I'm wondering what's the matter with this property on oriented graphs :
$$ T= (V(T),E(T)) \text{ has prop } S_k \text{ if for any k vertices } v_1, \cdots, v_k \in V(T) \\ \text{ there exist a vertex } u \in V(T) \text{ such that } uv_1, uv_2, \cdots, uv_k \in E(T) $$
I think that $S_1$ is the necessary and sufficient condition for having a connected graph (is this even true? I don't know if we consider the direction of the edges), but what about this property for any k ? what is it saying?
$S_k$ says that every $k$ vertices have a common (direct) ancestor (predecessor may be the better, or more familiar term).
This does not say that the graph is connected for $k=1$.
For $k=1$ (and $T$ finite!) it does say that there is a directed cycle. The disjoint union of two directed cycles however satisfies $S_1$ but is not connected.
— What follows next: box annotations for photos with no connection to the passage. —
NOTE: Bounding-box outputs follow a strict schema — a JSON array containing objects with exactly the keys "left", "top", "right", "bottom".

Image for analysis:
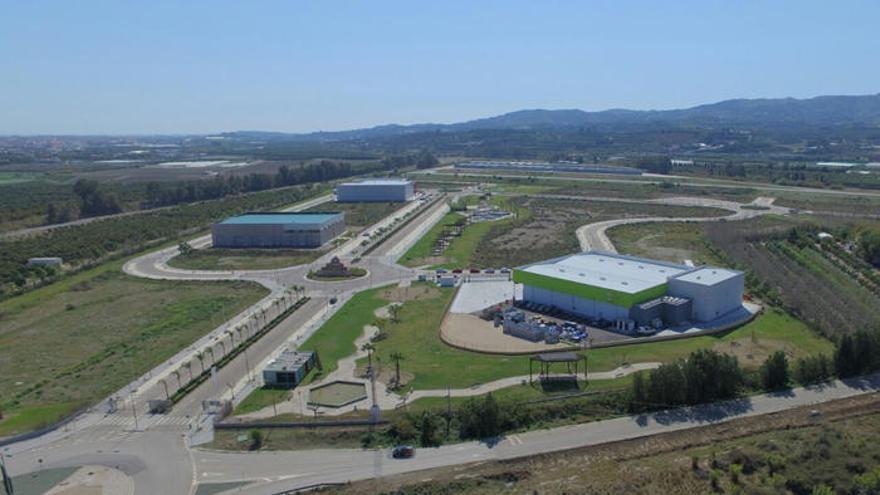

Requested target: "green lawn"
[
  {"left": 358, "top": 289, "right": 832, "bottom": 389},
  {"left": 299, "top": 287, "right": 388, "bottom": 383},
  {"left": 400, "top": 212, "right": 463, "bottom": 266},
  {"left": 306, "top": 202, "right": 406, "bottom": 231},
  {"left": 232, "top": 387, "right": 290, "bottom": 415},
  {"left": 0, "top": 261, "right": 267, "bottom": 436},
  {"left": 168, "top": 248, "right": 324, "bottom": 270}
]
For $k>1$ and $T$ finite it does imply that the underlying simple graph is connected, but $T$ still does not need to be strongly connected.
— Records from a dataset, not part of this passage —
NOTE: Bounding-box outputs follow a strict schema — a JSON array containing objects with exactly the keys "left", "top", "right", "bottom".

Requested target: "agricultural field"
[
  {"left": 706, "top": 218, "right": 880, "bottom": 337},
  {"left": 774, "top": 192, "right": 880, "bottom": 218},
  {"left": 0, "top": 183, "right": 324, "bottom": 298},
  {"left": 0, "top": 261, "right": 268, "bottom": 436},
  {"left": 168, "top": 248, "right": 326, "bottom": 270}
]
For infinite graphs all bets are off: there need not even be cycles.
EDIT: above is for general digraphs (overlooking the fact that the question title clearly states tournaments).
In a tournament you can show that property $S_k$ implies minimum in-degree $k$ (provided $k$ is smaller than the size of the tournament). You can prove this as follows:
Suppose a vertex $v$ has in-degree $l<k$. Let $v_1u,\ldots,v_lu$ be the $l$ in-edges of $u$. Let $v_{l+1},\ldots,v_{k-1}$ other vertices (possibly zero if $l=k-1$), different from $u$, and all $v_i$ different from each other. By definition $u,v_1,v_2,\ldots,v_{k-1}$ have a common predecessor $w$ that must be different from all $v_i$ and therefore is another in-edge for $u$. Contradiction.